大学の就職実績や就職率で進路指導を行う時代が来る [中学受験]
先日、卒業生の就活支援を実施している中高一貫校で就活支援の講演会が行われた。その学校では、昨年から大学3年生の卒業生を対象に就活セミナーを行っており、今年も実施する予定だそうだ。就活セミナーに先立ち、大手企業の採用トップのかたと就活セミナーの担当者のかたを招いて講演会を開催したのだ。大手企業の採用担当者によれば、「今年は学生にとって大変に厳しい就職となったが、来年も今年並みで、一部の業界では今年以上に厳しくなることが予想される」そうだ。この厳しい就職をどのように乗り切るか、内定を獲得するためにはどうすればよいかという話や、内定を貰った学生と貰えなかった学生の違いや、採用する時の基準についてなど、通常の就活セミナーでは聞けない現実的な話だったので、学生にとっては有益なセミナーだったと思う。
小規模な講演会であったこともあり、講師が学生と対話をすることで講演会を進めていく場面もあった。就活セミナーの講師のかたが、参加した学生に、現時点までに行われてきた大学の就活セミナーの内容を聞くと、学生の回答は「企業への応募から内定までの手続き」「SPIテストなどの筆記試験対策」「マナー講座」「企業の人事担当者を招いた職種・業界・企業紹介」などの就職に必要な一般的な知識と情報の講演が多かった。最も重要な、具体的な自分の「強み」の調査方法やその「強み」をもとに将来行いたい仕事を考えるための自己分析を行っている大学は10%にも満たなかった。大学の就活セミナーが実戦的ではないことは明らかで、もちろん、内定を取るための方法やテクニックを指導する大学はなかった。最も肝心な部分が学生任せになっており、これでは、来年の1月ごろから始まるエントリーシートや面談に対応することは難しいというのが、講師の見解だった。

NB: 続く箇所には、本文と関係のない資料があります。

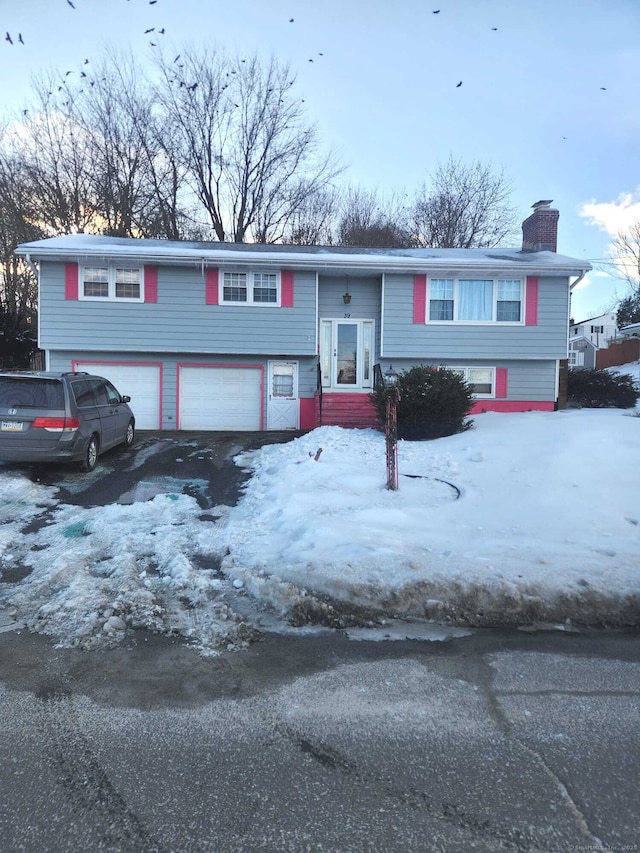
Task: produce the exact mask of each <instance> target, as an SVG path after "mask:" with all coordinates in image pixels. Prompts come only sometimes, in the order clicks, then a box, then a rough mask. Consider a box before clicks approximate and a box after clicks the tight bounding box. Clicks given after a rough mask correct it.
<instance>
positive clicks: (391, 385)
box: [384, 364, 398, 388]
mask: <svg viewBox="0 0 640 853" xmlns="http://www.w3.org/2000/svg"><path fill="white" fill-rule="evenodd" d="M384 384H385V385H386V386H387V388H395V386H396V385H397V384H398V372H397V370H394V369H393V365H392V364H390V365H389V369H388V370H386V371H385V374H384Z"/></svg>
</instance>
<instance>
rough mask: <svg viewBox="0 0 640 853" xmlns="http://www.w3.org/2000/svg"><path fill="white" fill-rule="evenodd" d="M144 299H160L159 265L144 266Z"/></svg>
mask: <svg viewBox="0 0 640 853" xmlns="http://www.w3.org/2000/svg"><path fill="white" fill-rule="evenodd" d="M144 301H145V302H157V301H158V267H147V266H145V268H144Z"/></svg>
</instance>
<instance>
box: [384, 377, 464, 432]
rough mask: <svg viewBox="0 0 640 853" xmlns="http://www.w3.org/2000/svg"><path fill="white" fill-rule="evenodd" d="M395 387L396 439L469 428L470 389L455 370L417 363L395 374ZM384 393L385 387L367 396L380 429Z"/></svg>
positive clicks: (387, 392) (384, 407)
mask: <svg viewBox="0 0 640 853" xmlns="http://www.w3.org/2000/svg"><path fill="white" fill-rule="evenodd" d="M398 388H399V391H400V400H399V402H398V406H397V418H398V438H405V439H409V440H411V441H416V440H421V439H430V438H442V437H443V436H445V435H454V434H455V433H458V432H464V431H465V430H467V429H470V428H471V426H472V424H473V421H470V420H466V416H467V414H468V413H469V409H470V408H471V406H472V405H473V391H472V389H471V387H470V386H469V385H468V384H467V383H466V382H465V381H464V379H463V378H462V376H460V374H459V373H455V372H454V371H453V370H446V369H440V368H436V367H427V366H425V365H418V366H416V367H412V368H411V369H410V370H403V371H402V372H401V373H400V374H399V377H398ZM388 395H389V391H388V389H387V388H385V387H380V388H377V389H376V390H375V391H374V393H373V394H372V395H371V399H372V401H373V404H374V406H375V408H376V413H377V416H378V421H379V423H380V425H381V426H382V427H383V428H384V425H385V419H386V411H387V398H388Z"/></svg>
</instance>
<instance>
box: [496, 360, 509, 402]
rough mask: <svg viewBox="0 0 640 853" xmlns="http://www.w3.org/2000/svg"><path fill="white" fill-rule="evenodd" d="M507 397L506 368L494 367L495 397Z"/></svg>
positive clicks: (503, 367) (507, 394) (507, 395)
mask: <svg viewBox="0 0 640 853" xmlns="http://www.w3.org/2000/svg"><path fill="white" fill-rule="evenodd" d="M507 396H508V394H507V368H506V367H496V397H507Z"/></svg>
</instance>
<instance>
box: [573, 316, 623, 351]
mask: <svg viewBox="0 0 640 853" xmlns="http://www.w3.org/2000/svg"><path fill="white" fill-rule="evenodd" d="M619 334H620V333H619V332H618V326H617V324H616V314H615V312H613V313H611V312H609V313H608V314H600V315H599V316H598V317H589V319H588V320H582V321H581V322H580V323H571V324H570V326H569V344H571V341H572V340H573V339H574V338H580V337H584V338H586V339H587V340H589V341H591V343H593V344H595V346H596V349H606V348H607V347H608V346H609V343H610V342H611V341H614V340H615V339H616V338H617V337H618V336H619ZM569 350H571V347H569Z"/></svg>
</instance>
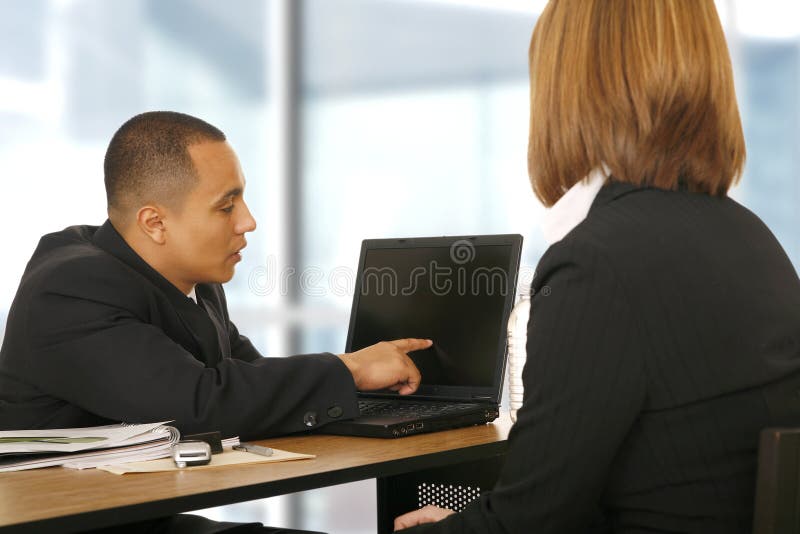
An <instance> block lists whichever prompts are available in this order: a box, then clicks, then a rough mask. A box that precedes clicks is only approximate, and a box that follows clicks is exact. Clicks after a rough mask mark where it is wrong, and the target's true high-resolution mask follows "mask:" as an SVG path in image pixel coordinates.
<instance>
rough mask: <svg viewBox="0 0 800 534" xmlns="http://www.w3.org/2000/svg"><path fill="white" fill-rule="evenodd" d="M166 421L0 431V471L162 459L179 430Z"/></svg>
mask: <svg viewBox="0 0 800 534" xmlns="http://www.w3.org/2000/svg"><path fill="white" fill-rule="evenodd" d="M166 422H167V421H162V422H160V423H150V424H143V425H132V424H125V423H122V424H118V425H107V426H97V427H90V428H59V429H51V430H10V431H8V430H7V431H0V472H2V471H20V470H22V469H36V468H39V467H49V466H52V465H63V466H65V467H72V468H75V469H86V468H89V467H97V466H100V465H115V464H121V463H126V462H138V461H144V460H153V459H156V458H165V457H167V456H169V455H170V452H171V447H172V445H173V444H174V443H177V442H178V440H179V439H180V433H179V432H178V430H177V429H176V428H174V427H171V426H166V425H165V423H166Z"/></svg>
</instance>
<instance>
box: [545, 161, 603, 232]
mask: <svg viewBox="0 0 800 534" xmlns="http://www.w3.org/2000/svg"><path fill="white" fill-rule="evenodd" d="M608 175H609V170H608V167H606V165H605V164H601V165H600V167H596V168H594V169H592V171H591V172H590V173H589V174H588V175H586V177H585V178H584V179H583V180H581V181H579V182H578V183H576V184H575V185H573V186H572V187H570V188H569V191H567V192H566V193H564V196H562V197H561V198H560V199H558V202H556V203H555V204H553V206H552V207H551V208H550V209H548V210H547V211H546V212H545V214H544V220H543V221H542V233H543V234H544V238H545V240H546V241H547V244H548V245H552V244H554V243H557V242H559V241H561V240H562V239H564V237H565V236H566V235H567V234H568V233H570V232H571V231H572V230H573V229H574V228H575V227H576V226H578V225H579V224H580V223H581V222H582V221H583V220H584V219H585V218H586V215H588V214H589V209H590V208H591V207H592V203H593V202H594V199H595V197H596V196H597V193H599V192H600V189H601V188H602V187H603V184H605V182H606V179H607V178H608Z"/></svg>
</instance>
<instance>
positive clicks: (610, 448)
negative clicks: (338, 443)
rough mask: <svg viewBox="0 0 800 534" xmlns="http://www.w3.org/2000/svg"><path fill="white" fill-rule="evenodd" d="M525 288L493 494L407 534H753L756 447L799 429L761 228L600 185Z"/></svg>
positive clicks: (797, 400)
mask: <svg viewBox="0 0 800 534" xmlns="http://www.w3.org/2000/svg"><path fill="white" fill-rule="evenodd" d="M545 288H546V289H545ZM532 292H533V299H532V313H531V319H530V322H529V325H528V345H527V352H528V362H527V365H526V367H525V370H524V377H523V378H524V382H525V386H526V390H525V400H524V404H523V407H522V409H521V410H520V411H519V413H518V421H517V424H516V425H515V426H514V427H513V429H512V431H511V435H510V437H509V441H510V443H509V444H510V452H509V454H508V457H507V460H506V466H505V469H504V471H503V472H502V475H501V477H500V480H499V482H498V483H497V486H496V487H495V489H494V490H493V491H492V492H491V493H490V494H488V495H486V496H484V497H482V498H481V499H479V500H478V501H476V502H475V503H473V505H471V506H469V507H468V508H467V510H466V511H465V512H464V513H462V514H458V515H455V516H452V517H451V518H448V519H447V520H444V521H441V522H439V523H437V524H434V525H431V526H428V527H420V528H418V529H414V530H410V531H409V533H410V532H426V533H427V532H443V533H444V532H446V533H456V532H459V533H463V532H471V533H528V532H531V533H537V534H548V533H553V534H567V533H573V532H588V531H591V532H607V531H611V532H620V533H622V532H624V533H640V532H641V533H644V532H692V533H698V534H713V533H720V534H722V533H724V534H732V533H733V534H735V533H749V532H751V530H752V514H753V495H754V487H755V469H756V448H757V444H758V433H759V431H760V430H761V429H762V428H764V427H767V426H771V425H794V426H800V397H799V396H798V395H797V391H800V281H798V277H797V273H796V272H795V270H794V268H793V267H792V265H791V263H790V261H789V259H788V258H787V257H786V254H785V253H784V251H783V250H782V249H781V247H780V245H779V244H778V242H777V241H776V240H775V238H774V237H773V235H772V234H771V233H770V231H769V230H768V229H767V228H766V227H765V226H764V224H763V223H762V222H761V221H760V220H759V219H758V218H757V217H756V216H755V215H753V214H752V213H751V212H749V211H748V210H746V209H745V208H743V207H742V206H740V205H739V204H737V203H736V202H734V201H733V200H731V199H730V198H715V197H710V196H708V195H703V194H691V193H687V192H667V191H661V190H657V189H636V188H633V187H631V186H628V185H624V184H611V185H606V186H605V187H604V188H603V189H602V190H601V192H600V193H599V195H598V196H597V198H596V200H595V202H594V204H593V206H592V208H591V210H590V212H589V215H588V217H587V218H586V219H585V220H584V221H583V222H582V223H581V224H580V225H578V226H577V227H576V228H575V229H574V230H573V231H572V232H571V233H570V234H568V235H567V236H566V237H565V238H564V239H563V240H562V241H560V242H558V243H556V244H554V245H553V246H551V247H550V248H549V249H548V250H547V251H546V253H545V254H544V256H543V257H542V258H541V261H540V262H539V265H538V267H537V272H536V277H535V278H534V283H533V287H532Z"/></svg>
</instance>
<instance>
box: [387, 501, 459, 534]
mask: <svg viewBox="0 0 800 534" xmlns="http://www.w3.org/2000/svg"><path fill="white" fill-rule="evenodd" d="M454 513H455V512H454V511H452V510H448V509H447V508H439V507H438V506H432V505H430V504H429V505H428V506H425V507H423V508H420V509H419V510H414V511H413V512H408V513H407V514H403V515H401V516H399V517H396V518H395V520H394V531H395V532H397V531H398V530H403V529H404V528H411V527H415V526H417V525H422V524H424V523H436V522H437V521H441V520H442V519H444V518H445V517H447V516H448V515H453V514H454Z"/></svg>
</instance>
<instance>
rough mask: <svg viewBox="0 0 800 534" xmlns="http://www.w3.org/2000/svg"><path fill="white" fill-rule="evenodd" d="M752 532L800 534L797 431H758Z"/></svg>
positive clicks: (773, 430)
mask: <svg viewBox="0 0 800 534" xmlns="http://www.w3.org/2000/svg"><path fill="white" fill-rule="evenodd" d="M753 533H754V534H789V533H800V428H767V429H764V430H762V431H761V436H760V439H759V445H758V476H757V481H756V499H755V517H754V520H753Z"/></svg>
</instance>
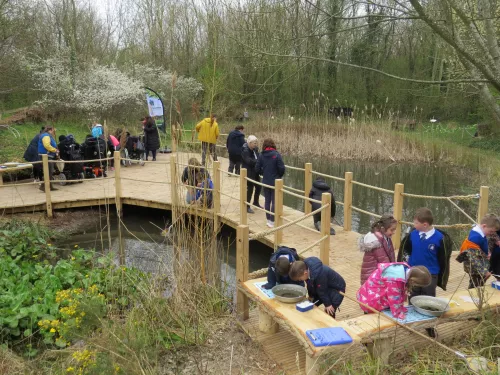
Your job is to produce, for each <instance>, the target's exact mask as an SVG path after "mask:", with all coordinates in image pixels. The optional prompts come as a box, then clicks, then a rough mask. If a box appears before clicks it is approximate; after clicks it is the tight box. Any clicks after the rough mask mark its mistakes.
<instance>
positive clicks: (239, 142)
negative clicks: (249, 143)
mask: <svg viewBox="0 0 500 375" xmlns="http://www.w3.org/2000/svg"><path fill="white" fill-rule="evenodd" d="M243 130H245V128H244V126H243V125H238V126H236V127H235V128H234V130H231V132H230V133H229V134H228V136H227V141H226V148H227V152H228V154H229V169H228V172H229V173H233V171H234V173H236V174H240V168H241V151H242V148H243V145H244V144H245V134H243Z"/></svg>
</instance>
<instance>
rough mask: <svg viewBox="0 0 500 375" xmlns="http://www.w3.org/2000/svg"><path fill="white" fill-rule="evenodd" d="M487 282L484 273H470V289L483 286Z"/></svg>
mask: <svg viewBox="0 0 500 375" xmlns="http://www.w3.org/2000/svg"><path fill="white" fill-rule="evenodd" d="M485 283H486V280H485V279H484V278H483V276H482V275H469V289H474V288H479V287H482V286H484V284H485Z"/></svg>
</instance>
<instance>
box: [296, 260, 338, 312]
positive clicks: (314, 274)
mask: <svg viewBox="0 0 500 375" xmlns="http://www.w3.org/2000/svg"><path fill="white" fill-rule="evenodd" d="M304 263H305V264H306V266H307V269H308V270H309V280H307V292H308V293H309V297H312V298H313V302H315V301H316V300H319V301H320V302H322V303H323V304H324V305H325V307H328V306H333V307H334V308H338V307H339V306H340V304H341V303H342V301H343V299H344V296H343V295H341V294H340V293H339V291H341V292H344V293H345V281H344V279H343V278H342V276H340V275H339V274H338V273H337V272H335V271H334V270H332V269H331V268H330V267H328V266H325V265H323V262H321V260H320V259H319V258H316V257H309V258H306V259H305V260H304Z"/></svg>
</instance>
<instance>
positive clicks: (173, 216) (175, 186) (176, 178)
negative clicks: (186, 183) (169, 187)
mask: <svg viewBox="0 0 500 375" xmlns="http://www.w3.org/2000/svg"><path fill="white" fill-rule="evenodd" d="M176 163H177V161H176V157H175V155H170V186H171V187H170V189H171V192H170V193H171V198H172V223H174V222H175V220H176V219H177V214H176V212H175V208H176V206H178V204H179V203H178V201H177V165H176Z"/></svg>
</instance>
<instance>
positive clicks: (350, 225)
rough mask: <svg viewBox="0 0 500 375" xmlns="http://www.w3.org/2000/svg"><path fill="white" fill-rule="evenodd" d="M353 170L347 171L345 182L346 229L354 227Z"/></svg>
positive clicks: (346, 172)
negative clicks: (353, 202)
mask: <svg viewBox="0 0 500 375" xmlns="http://www.w3.org/2000/svg"><path fill="white" fill-rule="evenodd" d="M352 179H353V177H352V172H346V173H345V183H344V230H345V231H350V230H351V229H352Z"/></svg>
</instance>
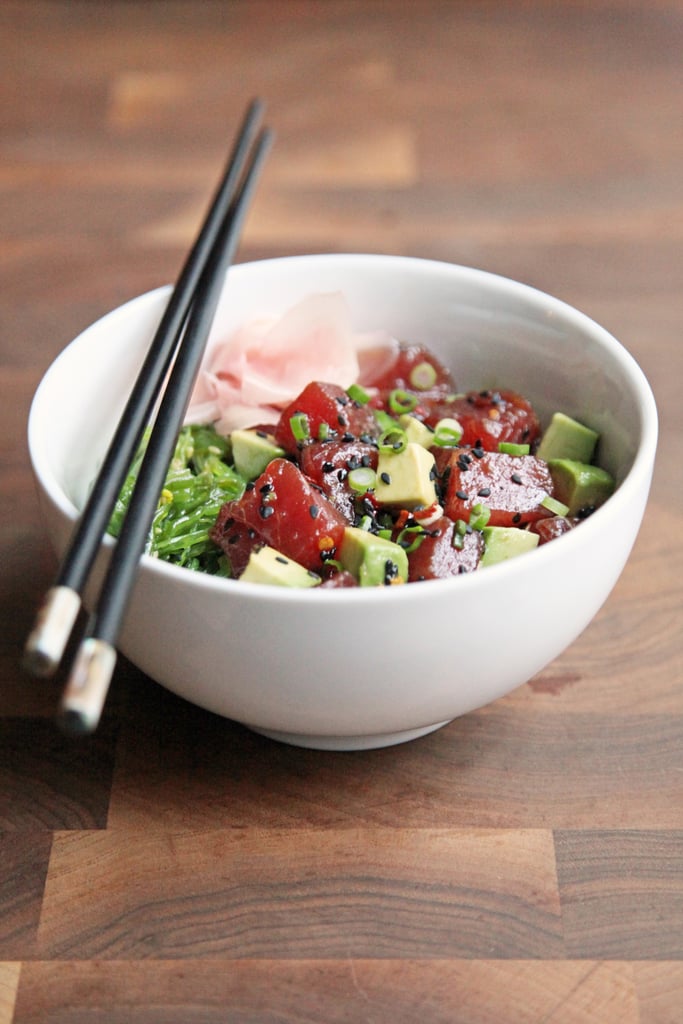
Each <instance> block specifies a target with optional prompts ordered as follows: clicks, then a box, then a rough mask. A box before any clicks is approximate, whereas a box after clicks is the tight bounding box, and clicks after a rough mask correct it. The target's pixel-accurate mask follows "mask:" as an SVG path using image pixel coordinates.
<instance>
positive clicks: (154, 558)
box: [28, 253, 658, 605]
mask: <svg viewBox="0 0 683 1024" xmlns="http://www.w3.org/2000/svg"><path fill="white" fill-rule="evenodd" d="M358 261H360V264H364V263H366V264H367V265H370V264H374V265H383V266H385V267H387V268H390V266H391V264H394V265H396V266H398V265H400V266H401V267H402V268H405V269H411V268H412V269H414V270H417V271H418V272H422V273H434V272H435V271H436V272H442V273H450V274H456V275H458V276H459V279H460V280H461V281H464V282H467V281H471V282H472V283H479V284H483V285H488V286H489V287H495V288H496V289H497V290H499V292H501V291H502V292H504V293H507V294H512V293H514V294H515V296H517V297H519V296H521V297H522V298H526V299H528V300H529V301H531V302H532V303H537V304H538V303H539V302H543V303H544V304H546V305H547V304H548V303H550V304H551V305H552V307H553V309H554V310H555V311H556V312H557V313H558V314H561V315H562V316H563V317H564V318H565V319H566V321H568V322H569V323H571V324H572V325H573V326H574V327H575V328H577V329H579V330H580V331H581V332H582V333H586V332H588V333H589V334H591V335H592V336H593V337H594V339H595V340H597V341H598V342H599V344H600V345H601V347H603V348H606V349H607V351H608V352H609V353H610V355H611V356H612V358H614V359H615V360H616V361H617V362H618V364H621V367H622V369H623V371H624V374H625V377H626V379H627V380H628V381H629V384H630V385H631V388H632V393H633V395H634V397H635V399H636V403H637V406H638V411H639V414H640V421H641V422H640V441H639V443H638V446H637V449H636V452H635V455H634V459H633V464H632V466H631V468H630V469H629V471H628V473H627V474H626V476H625V477H624V479H623V480H622V482H621V483H620V484H618V487H617V488H616V490H615V492H614V494H613V495H612V496H611V497H610V498H609V499H608V500H607V502H605V504H604V505H603V506H601V507H600V508H599V509H597V510H596V511H595V512H594V513H593V515H591V516H590V518H589V519H587V520H586V521H585V522H583V523H582V524H581V531H578V530H570V531H569V532H568V534H565V535H562V536H561V537H559V538H557V539H556V540H554V541H553V543H552V544H546V545H541V546H540V547H538V548H536V549H535V550H532V551H529V552H527V553H526V554H525V556H524V558H523V559H510V560H508V561H505V562H501V563H499V564H496V565H492V566H487V568H486V572H470V573H465V574H463V575H459V577H457V578H450V579H444V580H430V581H425V583H428V584H429V593H430V594H433V596H434V597H437V596H438V595H439V594H442V593H443V592H444V591H445V592H446V593H451V592H453V589H454V587H456V588H457V589H458V590H457V592H458V593H463V594H467V593H471V592H473V591H476V589H477V588H479V587H481V586H489V585H490V581H492V577H493V578H494V579H498V580H500V581H501V582H502V581H503V579H504V578H505V574H506V573H507V574H509V573H511V572H512V573H517V572H519V570H520V563H522V562H523V563H524V564H528V559H530V558H533V559H535V560H536V562H537V564H539V563H540V561H541V560H542V559H546V560H551V559H553V558H556V557H558V556H559V555H560V554H561V553H562V552H564V553H565V554H566V555H569V554H570V550H571V548H570V546H571V545H572V544H573V545H574V546H575V545H577V544H582V543H583V541H589V540H590V537H591V536H592V535H593V534H594V532H595V531H596V530H597V529H602V528H609V522H610V521H612V522H613V521H614V520H615V519H617V518H618V515H620V509H621V508H622V507H623V506H624V504H625V503H629V502H630V501H631V500H632V499H635V498H636V497H637V494H638V488H641V487H643V486H645V487H649V480H650V476H651V472H652V467H653V463H654V457H655V451H656V443H657V435H658V419H657V410H656V404H655V400H654V395H653V393H652V389H651V386H650V384H649V382H648V380H647V378H646V377H645V374H644V373H643V371H642V369H641V368H640V366H639V364H638V362H637V361H636V359H635V357H634V356H633V355H632V354H631V353H630V352H629V351H628V349H627V348H626V347H625V346H624V345H623V344H622V343H621V342H620V341H618V340H617V339H616V338H615V337H614V336H613V335H611V334H610V333H609V332H608V331H607V330H606V329H605V328H603V327H602V326H601V325H600V324H598V323H597V322H596V321H594V319H592V318H591V317H590V316H589V315H587V314H586V313H584V312H582V311H581V310H579V309H578V308H575V307H574V306H571V305H570V304H568V303H566V302H564V301H563V300H562V299H559V298H556V297H555V296H553V295H551V294H550V293H547V292H544V291H542V290H541V289H538V288H536V287H533V286H531V285H527V284H524V283H523V282H519V281H515V280H514V279H511V278H507V276H504V275H502V274H499V273H495V272H493V271H490V270H485V269H480V268H477V267H472V266H467V265H464V264H459V263H454V262H447V261H443V260H435V259H425V258H422V257H413V256H398V255H384V254H375V253H321V254H302V255H295V256H276V257H268V258H266V259H257V260H249V261H245V262H243V263H236V264H233V267H232V268H231V269H230V271H228V276H229V273H230V272H232V270H239V272H250V271H251V270H252V269H253V270H254V271H255V270H256V269H258V268H260V267H266V268H267V267H268V266H272V265H276V264H282V263H283V262H286V263H288V264H292V263H299V264H301V265H305V264H306V263H307V262H308V263H309V262H313V263H315V264H319V263H330V264H332V263H334V262H338V263H339V264H340V265H342V266H343V265H349V264H351V263H354V264H357V263H358ZM170 291H171V286H170V285H162V286H159V287H157V288H154V289H151V290H150V291H146V292H143V293H140V294H138V295H136V296H133V297H132V298H130V299H128V300H126V301H125V302H123V303H121V304H120V305H118V306H116V307H115V308H113V309H111V310H109V311H108V312H105V313H103V314H102V315H101V316H99V317H97V318H96V319H95V321H93V322H91V323H90V324H89V325H87V326H86V327H85V328H84V329H83V330H82V331H80V332H79V334H78V335H76V336H75V337H74V338H73V339H72V340H71V341H69V342H68V343H67V344H66V345H65V347H63V348H62V349H61V351H60V352H59V353H58V354H57V355H56V356H55V358H54V359H53V360H52V361H51V362H50V365H49V366H48V368H47V370H46V371H45V373H44V375H43V377H42V378H41V380H40V382H39V384H38V387H37V388H36V391H35V393H34V396H33V399H32V401H31V407H30V411H29V420H28V445H29V454H30V459H31V463H32V467H33V471H34V475H35V477H36V480H37V482H38V484H39V485H40V486H41V487H42V488H43V489H44V492H45V493H46V495H47V497H48V498H49V500H50V502H52V504H53V505H55V506H56V507H57V508H58V509H59V510H60V512H61V513H62V514H63V515H65V516H66V517H67V518H68V519H69V520H71V522H72V524H75V523H76V521H77V518H78V509H77V507H76V506H75V505H74V503H73V502H72V500H71V499H70V498H69V497H68V495H67V494H66V492H65V489H63V487H62V486H61V484H60V483H59V480H58V479H57V476H56V474H55V473H54V472H53V470H52V466H51V464H50V461H49V459H48V457H47V451H46V445H45V444H44V440H43V432H42V430H41V427H42V421H43V420H44V416H43V414H42V401H43V397H44V394H45V392H46V391H47V389H48V386H49V381H50V378H51V377H52V375H53V374H56V373H57V372H58V368H59V365H60V362H61V360H62V359H65V358H67V357H68V354H67V353H68V352H70V351H71V350H72V349H73V346H75V345H77V344H83V338H84V336H86V335H87V334H89V333H90V332H91V331H94V330H95V329H98V328H100V327H101V326H103V325H104V324H106V322H108V321H109V319H110V318H114V317H117V316H120V315H122V314H123V313H124V311H128V312H132V311H133V309H134V307H135V306H136V305H144V304H145V303H150V304H152V303H154V302H155V301H158V300H159V299H161V298H162V297H163V296H166V295H167V294H170ZM582 539H583V540H582ZM115 543H116V541H115V539H114V538H112V537H110V536H106V537H105V538H104V539H103V545H104V547H106V548H111V547H113V546H114V545H115ZM558 546H559V551H558ZM140 570H145V571H148V572H152V573H154V574H155V575H157V574H159V575H160V577H161V579H162V580H165V579H167V580H168V581H169V583H173V582H175V583H176V584H180V583H182V581H184V582H185V584H187V585H188V586H190V587H197V588H199V589H201V590H209V591H215V592H216V594H226V593H232V594H233V595H234V596H236V597H238V598H241V599H254V598H257V600H258V601H259V603H269V602H273V603H281V602H283V601H288V602H294V603H300V604H301V605H307V604H309V603H310V602H314V603H317V602H319V601H321V594H322V593H323V592H321V590H319V588H310V589H308V588H306V589H295V588H292V589H288V588H283V587H275V586H267V585H259V586H258V587H254V586H253V585H251V584H249V583H242V582H241V581H240V580H230V579H226V578H224V577H216V575H210V574H208V573H204V572H199V571H196V570H191V569H187V568H184V567H182V566H178V565H174V564H172V563H169V562H164V561H162V560H160V559H158V558H156V557H153V556H151V555H147V554H143V555H142V556H141V559H140ZM179 573H180V574H179ZM486 581H488V583H487V582H486ZM324 593H325V595H326V596H325V598H323V599H324V600H326V601H327V602H328V603H329V602H340V603H343V602H346V601H353V602H355V603H357V602H369V603H371V604H374V603H375V602H376V601H382V602H385V601H387V600H389V601H403V600H411V599H413V598H414V597H415V596H417V595H416V589H415V585H411V586H403V587H387V588H384V587H381V588H374V587H370V588H340V589H335V588H330V589H327V590H325V591H324ZM417 593H418V594H420V593H423V591H422V589H421V590H420V591H418V592H417Z"/></svg>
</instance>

今年から、大学は就職率等の情報公開を求められることになり、少子化のなかで生き残りをかけて、これまで以上に学生の就職指導に重点を置いている。しかし、その実態は、これまでに行ってきた指導の焼き直しに過ぎない大学がほとんどだそうだ。これまでに、的を射た指導を行っている大学は少数で、その格差は大きいという情報があった。しかし、今回の講演会でも学生の話から、大学で行われている就活セミナーの実態が明らかになり、その情報は正しいことが裏付けられた。さらに大学の格差が大きくなれば、学生が希望する企業の内定を勝ち取れるかどうかは、学生個人の力量だけでなく、大学の就活支援の質によって大きな違いとなっていくだろう。今後、大学の評価は入口の偏差値にとどまらず、より多面的になってくると思われる。